«Beauty and desire» (fino al 14 febbraio 2024), a cura di Sergio Risaliti con Eva Francioli e Muriel Prandato, è la mostra che il Museo Novecento, in collaborazione con la Robert Mapplethorpe Foundation e la Fondazione Alinari per la Fotografia, dedica a Robert Mapplethorpe (New York, 1946-Boston, 1989).
La mostra segue il filo delle fonti di ispirazione del grande fotografo americano, tra cui Michelangelo, al quale egli si relaziona anche grazie alle fotografie realizzate dagli Alinari, molto definite in senso scultoreo e capaci di esaltare l’energia racchiusa nei corpi del Buonarroti. Tuttavia, un nucleo molto interessante e più inedito riguarda i confronti con alcune fotografie risalenti alla fine dell’Ottocento e agli inizi del Novecento, provenienti dagli Archivi Alinari e in particolare quelle del barone Wilhelm von Gloeden (Wismar, 1856-Taormina, 1931), tra i pionieri della «staged photography».
Il titolo della mostra si riferisce infatti ai temi che ricorrono in entrambi i fotografi, spingendoci a una riflessione sull’evolversi dei rapporti tra arte, morale, religione e spiritualità.
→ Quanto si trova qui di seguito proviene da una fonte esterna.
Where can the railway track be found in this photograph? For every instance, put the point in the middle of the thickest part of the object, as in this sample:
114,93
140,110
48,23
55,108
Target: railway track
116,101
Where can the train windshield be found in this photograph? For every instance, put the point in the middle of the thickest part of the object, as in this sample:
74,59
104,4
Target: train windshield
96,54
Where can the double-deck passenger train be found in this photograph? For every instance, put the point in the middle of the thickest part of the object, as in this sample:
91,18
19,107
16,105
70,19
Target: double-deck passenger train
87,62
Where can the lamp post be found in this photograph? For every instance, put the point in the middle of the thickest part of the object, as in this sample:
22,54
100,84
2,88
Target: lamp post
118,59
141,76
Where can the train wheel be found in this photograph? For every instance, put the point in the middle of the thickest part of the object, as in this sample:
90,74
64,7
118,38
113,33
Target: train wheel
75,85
Corpi maschili (soprattutto) e femminili, ma anche elementi tratti dalla natura, o oggetti, sono calati, seppur con uno spirito diverso, legato all’epoca in cui sono concepiti, nelle forme della classicità.
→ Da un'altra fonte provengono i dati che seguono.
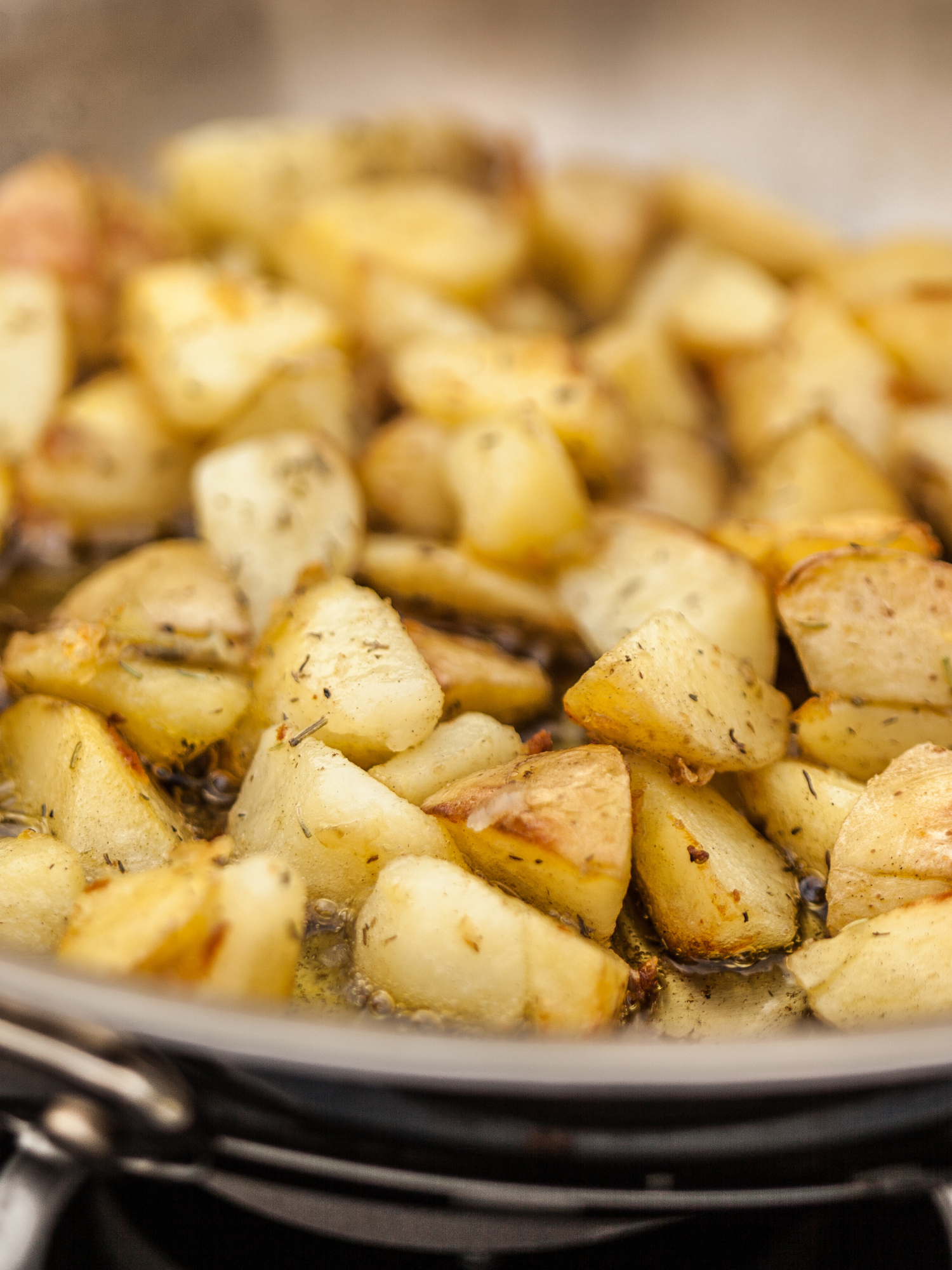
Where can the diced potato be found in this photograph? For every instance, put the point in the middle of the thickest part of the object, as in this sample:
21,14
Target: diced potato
168,600
776,547
873,624
209,341
814,472
800,808
890,970
36,360
166,713
465,379
667,692
404,477
440,581
72,773
520,500
333,822
478,675
338,657
470,744
309,394
864,737
274,506
889,267
894,846
648,563
917,331
456,242
640,361
677,474
41,879
107,463
822,363
731,217
553,827
439,939
591,227
713,886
Mapplethorpe scopre probabilmente Von Gloeden al tempo di un suo viaggio a Napoli, negli anni Ottanta, tramite Lucio Amelio (gallerista di Warhol e Beuys), che al fotografo tedesco aveva dedicato, tra il 1977 e il 1978, una mostra e due pubblicazioni, con prefazioni di Marina Miraglia e Roland Barthes. Proprio Amelio, nel 1984, avrebbe esposto opere di Mapplethorpe, in cui si coglie l’eco di quegli impulsi apollinei e dionisiaci (che Nietzsche riferiva alla tragedia greca) e dove archetipi figurativi del mondo classico si mescolano all’iconografia del mondo cattolico.
Nei corpi e nei sessi esibiti come oggetti, nelle membra umane raggelate in una forma perfetta che le assimila a quelle di una pianta o di un fiore (anch’essi resi in una forma scultorea), la perturbante potenza dei soggetti convive con la forza trasfigurante dell’algida bellezza che l’artista fotografo riesce a imprimervi.